- ICH GCP
- US Clinical Trials Registry
- Clinical Trial NCT04674254
Macular Perfusion Changes After Anti-VEGF Versus Targeted Retinal Photocoagulation in Proliferative Diabetic Retinopathy (PROPER)
Macular Perfusion Changes in Proliferative Diabetic Retinopathy Following Anti-VEGF Therapy Versus Targeted and Pan-retinal Photocoagulation Using Optical Coherence Tomography Angiography
Diabetic retinopathy (DR) is the most common microvascular complication of diabetes mellitus (DM), while proliferative diabetic retinopathy (PDR) is the principal cause of severe visual loss in patients with diabetes. Since 1981, Panretinal photocoagulation (PRP) has been a standard of treatment for PDR. However, PRP can be associated with adverse effects, including visual field constriction, decreased night vision, and worsening of coexisting diabetic macular edema (DME). For this reason, some authors have advocated targeted treatment with PRP. Targeted retinal laser photocoagulation (TRP) is designed to treat areas of retinal capillary non-perfusion and intermediate retinal ischemic zones in PDR that may spare better-perfused tissue from laser-induced tissue scarring.
Protocol S by Diabetic Retinopathy Clinical Research Network (DRCR.net) has shown that patients that receive ranibizumab as anti-vascular endothelial growth factor (anti-VEGF) therapy with deferred PRP are non-inferior regarding improving in visual acuity to those eyes receiving standard prompt PRP therapy for the treatment of PDR.

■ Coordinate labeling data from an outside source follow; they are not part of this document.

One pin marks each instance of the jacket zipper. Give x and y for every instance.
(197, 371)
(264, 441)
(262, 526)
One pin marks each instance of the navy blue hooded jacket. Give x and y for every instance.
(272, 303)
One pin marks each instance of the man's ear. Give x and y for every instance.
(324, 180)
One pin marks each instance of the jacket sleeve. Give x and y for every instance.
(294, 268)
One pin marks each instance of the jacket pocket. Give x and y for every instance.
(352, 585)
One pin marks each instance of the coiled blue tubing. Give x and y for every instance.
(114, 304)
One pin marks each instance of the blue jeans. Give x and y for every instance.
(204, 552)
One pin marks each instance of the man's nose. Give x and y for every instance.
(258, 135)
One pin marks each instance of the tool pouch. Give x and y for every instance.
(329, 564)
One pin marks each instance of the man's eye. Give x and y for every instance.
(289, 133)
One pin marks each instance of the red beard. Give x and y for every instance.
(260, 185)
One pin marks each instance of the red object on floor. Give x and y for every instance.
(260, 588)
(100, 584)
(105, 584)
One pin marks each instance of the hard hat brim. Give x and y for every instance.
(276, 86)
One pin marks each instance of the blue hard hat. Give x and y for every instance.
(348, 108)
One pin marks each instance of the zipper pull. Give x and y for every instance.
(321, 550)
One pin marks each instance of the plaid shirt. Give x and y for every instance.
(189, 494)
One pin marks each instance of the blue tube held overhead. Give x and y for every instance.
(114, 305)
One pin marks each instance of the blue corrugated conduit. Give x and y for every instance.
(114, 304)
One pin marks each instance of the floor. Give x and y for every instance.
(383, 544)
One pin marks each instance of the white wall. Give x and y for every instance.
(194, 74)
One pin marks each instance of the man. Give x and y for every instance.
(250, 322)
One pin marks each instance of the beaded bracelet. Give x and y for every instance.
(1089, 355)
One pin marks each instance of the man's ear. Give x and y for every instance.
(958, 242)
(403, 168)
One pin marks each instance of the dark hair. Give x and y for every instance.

Retinal ischemia is an important factor in the progression and prognosis of diabetic retinopathy. Regarding the effect of anti-VEGF drugs on macular perfusion, several studies have shown mixed results with an increase, decrease, or no effect on perfusion in response to anti-VEGF treatment. In many of these studies, however, patients with more ischemic retinas were not included. Fluorescein angiography (FA) was the method used to assess changes in macular perfusion after anti-VEGF injections in most of the clinical trials. Despite its clinical usefulness, however, FA is known to have documented risks. Optical coherence tomography angiography (OCTA) in macular perfusion evaluation in these cases was recommended by some investigators. Several studies have proved the reliability of OCTA in detecting and quantifying macular ischemia in diabetics.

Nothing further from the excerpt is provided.